2. I have limited variety in my shoe wardrobe and I hate white shoes. To be properly southern you must follow shoe color restrictions during certain seasons. It is considered very bad form to wear white shoes or certain articles of white clothing before Memorial Day or after Labor Day. Winter white is an exception, but there are additional rules for that. Patent leather shoes are another big deal. In my opinion, if you are in high school you are too old for patent leather shoes.
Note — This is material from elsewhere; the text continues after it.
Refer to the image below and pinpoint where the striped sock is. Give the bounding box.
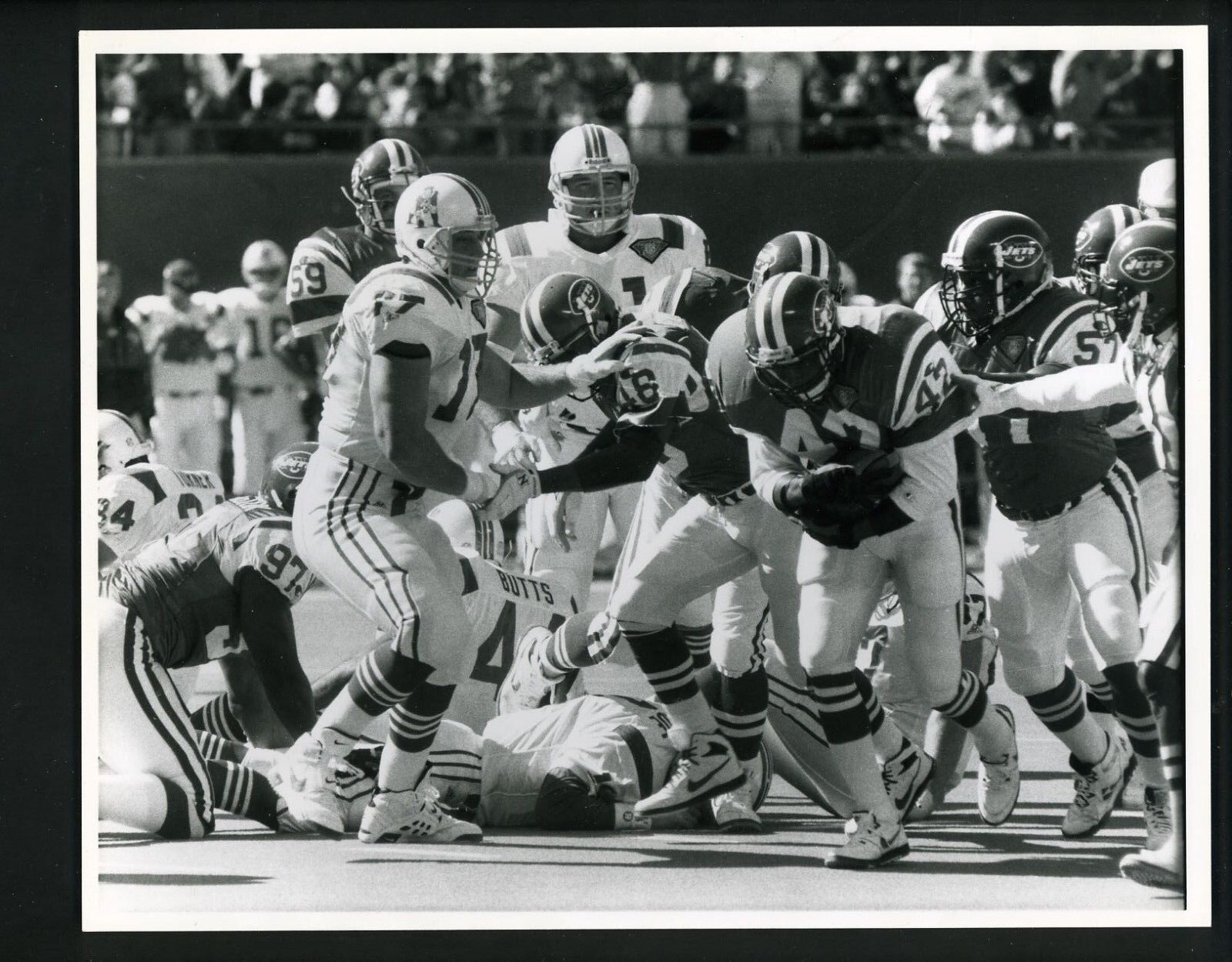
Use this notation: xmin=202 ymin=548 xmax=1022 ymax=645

3.  I detest Euphemisms: no Southern lady ever farted, pooped or sweated. They “make smells”, “have a BM”, and “glow”. I find Midwesterners very refreshing in this regard. They call it like they smell it, hear it or see it. I married one.

4.  I like wearing black to weddings, black is slimming. If you are truly a Belle there is no wearing of black to weddings,  with the exception of shoes and accessories, that is OK.  The inference (supposedly) is mourning of bride or groom’s mistake. Really, the little black dress should go everywhere.

5.  Vulgarity in many cases is amusing. Southern ladies say “Don’t be vulgar”why not? It’s fun.

6.  I enjoyed swimming as a teenager, but was told “Women of your breeding don’t go to the swimming pool”  I was always flummoxed  by this; especially since there was no air conditioning?

7.  I believe health problems should be recognized for what they are. We have no alcoholics or addicts; there is “hardening of the liver” or “a little problem” I have heard someone say “his liver is like a hockey puck” Colon cancer is not considered a topic for polite conversation.

8.  I am pretty certain all women go through menopause. Southern ladies just don’t admit it. I can remember seeing my mother sweating profusely in the middle of winter and asking her about it. “Nothing was wrong, Daddy had the thermostat set too high”, she said.  Then she told me it only took her one day to go through menopause and it was no problem. I am still choking on that one.

9. Not freezing at Easter; I think this is a good idea. A proper Belle breaks out and wears their spring clothes at Easter regardless of the weather. You would think this is where winter white would be a good idea. I think you have to stop wearing winter white before Easter. But I really never got the whole winter white thing.

10.  The best reason is the last. My father was from Connecticut. My mother explained Southerners should always marry Yankees to assure the viability  of the gene pool. It gave me a good reason to wear white in October and go to the swimming pool. My Yankee genes must be dominant.